Two weeks ago, we discussed how buying iiNet could expand TPG's network reach by 40 per cent. But there are many more reasons why TPG should be taking a hard look at its competitor from the west.
Written by Phil Dobbie, Contributor

Two weeks ago, we discussed how buying iiNet could expand TPG's network reach by 40 per cent. But there are many more reasons why TPG should be taking a hard look at its competitor from the west.

The jury is out over which company would buy which, but there are clear benefits of a combined iiNet/TPG, at least as far as investors are concerned. Here are the top five.

1. Better ARPU

A couple of years ago, TPG was facing a slide in its average revenue per user (ARPU); it bottoms out at $46 per month. It's now starting to climb again, thanks to bundling. A user with home phone and broadband together is worth $52.20, plus the value of calls — another $7. That's a big improvement on ARPU, and, with 100,000 on-net phone subscribers, it's having a marked impact on income. The ISP could do so much more if it expanded its DSLAM footprint. Phone services are only the beginning, of course. ISPs can increase ARPU with iTV — but that also needs an ADSL2+ DSLAM.

2. Sweat the assets

Pipe Networks (now part of TPG) has heaps of spare capacity. In July 2011, the usage rate was running at 33 per cent.
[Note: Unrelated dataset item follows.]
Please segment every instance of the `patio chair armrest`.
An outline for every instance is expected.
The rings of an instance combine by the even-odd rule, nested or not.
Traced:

A contract to service VHA means that it would be extending its reach, which could dilute the utilisation percentage. So, TPG has a backhaul network that can do so much more, if it had the customers. An extra 640,000 from iiNet (plus another 260,000 from Internode) would help fill the pipes with little incremental cost.

3. Lower access costs

iiNet's broad DSLAM footprint will help reduce access costs for TPG — essential for a business that primarily competes on price. We highlighted how the iiNet network would expand TPG's network reach by 40 per cent. iiNet's figures put the gross cost of an on-net customer at $25.11, compared to $41.47 for an off-net customer. Clearly, it's not economically feasible to compete when you are reliant on buying Telstra's wholesale DSL offering. TPG needs this expanded DSLAM reach to grow its base.
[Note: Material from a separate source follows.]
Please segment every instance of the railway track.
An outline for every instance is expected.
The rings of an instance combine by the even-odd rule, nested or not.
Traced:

4. More business customers

Consumer customers account for just 65 per cent of TPG's total revenue. The rest comes from corporate accounts (including wholesale services from Pipe). iiNet has largely focused on consumers, but its acquisition of TransACT has seen the ISP focus a bit more on the business end of town. The margins from business aren't quite as good, but they still represent a massive growth opportunity for a combined entity. The combination of the broad DSLAM network and Pipe's underutilised backhaul would enable competitive products that would give the bigger players a run for their money, particularly in the SME segment.

5. Synergies

TPG has grown a business on a much smaller cost base; telecommunications expenses are similar for both companies, but TPG's staff costs are 30 per cent below iiNet's $67.5 million. In fact, if we look at the consumer division, TPG gets by with salaries totalling just $20.9 million. Customers may not like it, but presumably TPG would be arguing to investors that they can slash some of the operating costs at iiNet, improving profitability across the board. It could result in more dissatisfied customers, yet TPG's churn rates aren't high, and TIO complaints aren't alarming — not compared to Telstra or Vodafone.

Of course, there's an even stronger incentive for VHA to buy both of these companies. It needs to be able to bundle, and it's a long, slow haul trying to grow a customer base organically, particularly when you've experienced such a tragic loss of mobile customers through poor network performance. A combined VHA, iiNet and TPG really would create a viable challenger to the top-tier telcos.